しかし、先月20日に創業以来経営を牽引してきた前代表が突然、グループ各社を含めて代表を辞任。資金繰り悪化の実態が徐々に明るみとなる一方で、先週末には従来5~6行とされた取引銀行が実際は20行近くにおよぶことが判明するなど粉飾決算が表面化、関係者間に動揺が広がるなか、動向が注目されていた。

なお、関連の(有)アンダンテ(資本金300万円、大阪市中央区南船場1-13-4、代表吉村章氏、不動産管理)、(株)ビッグワン(資本金2000万円、同所、同代表)、吉田産業(株)(資本金9200万円、同所、同代表)も同日、同様の措置をとっている。

負債はストリームが約50億円、4社合計約80億円が現状見込まれるが、今後大きく変動する可能性がある。

なお、アルプス・カワムラ(株)は、通常通り営業を行っている。

株式会社オマージュ

(株)オマージュ(資本金2400万円、新宿区西新宿6-12-1、代表猪岡俊樹氏)は、8月29日に東京地裁へ自己破産を申請した。

申請代理人は竹下洋史弁護士(千代田区神田錦町3-12-10、電話03-5282-7121)ほか。

当社は、1999年(平成11年)1月に設立された建物売買業者。東京近郊をエリアとした新築分譲マンションの販売代理業のほか、近年は自社分譲マンションの供給も行い、業績は順調に拡大。2008年3月期の年売上高は約15億9600万円を計上していた。

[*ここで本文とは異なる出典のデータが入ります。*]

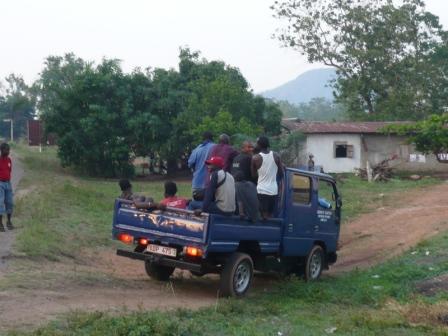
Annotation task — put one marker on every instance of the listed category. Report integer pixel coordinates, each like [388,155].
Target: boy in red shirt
[6,199]
[171,200]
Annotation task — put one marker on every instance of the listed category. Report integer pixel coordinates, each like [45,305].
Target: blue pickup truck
[301,239]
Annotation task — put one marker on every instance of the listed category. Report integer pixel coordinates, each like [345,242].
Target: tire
[158,272]
[315,263]
[237,275]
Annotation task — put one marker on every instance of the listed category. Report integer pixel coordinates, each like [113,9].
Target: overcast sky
[149,33]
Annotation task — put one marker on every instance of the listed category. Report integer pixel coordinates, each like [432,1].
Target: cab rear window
[301,187]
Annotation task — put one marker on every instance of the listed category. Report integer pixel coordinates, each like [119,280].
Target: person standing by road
[6,196]
[225,151]
[196,161]
[267,166]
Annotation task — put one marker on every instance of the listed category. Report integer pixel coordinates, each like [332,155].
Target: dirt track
[368,240]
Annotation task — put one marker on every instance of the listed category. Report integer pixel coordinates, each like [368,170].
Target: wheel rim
[315,265]
[241,278]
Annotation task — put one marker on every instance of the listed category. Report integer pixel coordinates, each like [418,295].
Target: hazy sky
[149,33]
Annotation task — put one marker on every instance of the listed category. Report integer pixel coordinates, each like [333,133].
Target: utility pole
[12,128]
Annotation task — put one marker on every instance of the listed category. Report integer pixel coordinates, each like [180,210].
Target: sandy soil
[391,230]
[365,241]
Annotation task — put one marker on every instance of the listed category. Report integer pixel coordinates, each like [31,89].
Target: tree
[103,117]
[428,136]
[382,51]
[87,108]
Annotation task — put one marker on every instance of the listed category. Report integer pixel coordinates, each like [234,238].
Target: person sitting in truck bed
[171,200]
[220,192]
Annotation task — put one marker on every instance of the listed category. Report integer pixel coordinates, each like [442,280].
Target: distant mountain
[310,84]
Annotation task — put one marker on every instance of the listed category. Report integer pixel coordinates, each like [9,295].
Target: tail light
[193,251]
[143,241]
[125,238]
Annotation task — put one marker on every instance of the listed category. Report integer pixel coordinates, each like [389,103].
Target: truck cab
[301,238]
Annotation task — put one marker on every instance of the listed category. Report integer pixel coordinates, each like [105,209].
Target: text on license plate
[164,250]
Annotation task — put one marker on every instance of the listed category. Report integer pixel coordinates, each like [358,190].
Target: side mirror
[339,202]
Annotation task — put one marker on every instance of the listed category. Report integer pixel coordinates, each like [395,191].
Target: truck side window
[326,195]
[301,186]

しかし、不動産市況の悪化に伴い販売代理案件は減少、自社分譲の販売もずれ込むなどしていた。金融機関の融資姿勢が硬化するなか、三平建設(株)(民事再生法、7月)、多田建設(株)(会社更生法、7月)の倒産に伴う不良債権の発生や工事中断で資金繰りが悪化。今回の措置となった。

負債は約45億円(うち金融債務約16億円)。

株式会社大分サニーヒルゴルフ場

(株)大分サニーヒルゴルフ場(資本金2000万円、大分県由布市挟間町向原864-1、代表松山勝己氏ほか1名、従業員60名)と、(株)阿蘇大津ゴルフ場(資本金1000万円、熊本県菊池郡大津町瀬田711、同代表、従業員5名)は、9月16日に東京地裁へ民事再生法の適用を申請し、同日保全命令を受けた。

申請代理人は、片山英二弁護士(東京都中央区八重洲2-8-7、電話03-3273-2600)。監督委員は竹村葉子弁護士(東京都新宿区新宿1-8-5、電話03-3356-5251)。

大分サニーヒルゴルフ場は、1971年(昭和46年)12月設立のゴルフ場運営業者。75年7月にサニーヒルカントリークラブとして正式オープンし、83年9月に福岡市内のデベロッパーが買収、現商号に変更した。2000年8月期の年収入高は約6億8100万円を計上していた。

しかし、同業者との競合激化によるプレー代の値下げなどで収益性は低下し、2005年8月期の年収入高は約4億5500万円に落ち込んでいた。更に、親会社のデベロッパーが経営不振に陥り不良資産処理を進めるなか、ゴルフ会員権の償還問題などもあって、動向が注目されていた。

阿蘇大津ゴルフ場は1987年(昭和62年)4月に設立。92年4月に「阿蘇大津ゴルフクラブ」をオープン、98年10月期に年収入高約7億3000万円を計上していたが、2003年10月期の年収入高は約5億2300万円に落ち込んでいた。

負債は、(株)大分サニーヒルゴルフ場が約42億9000万円、(株)阿蘇大津ゴルフ場が約45億8000万円で、2社合計で約88億7000万円。

なお、今後はオリックスグループ企業がスポンサーとして支援する意向。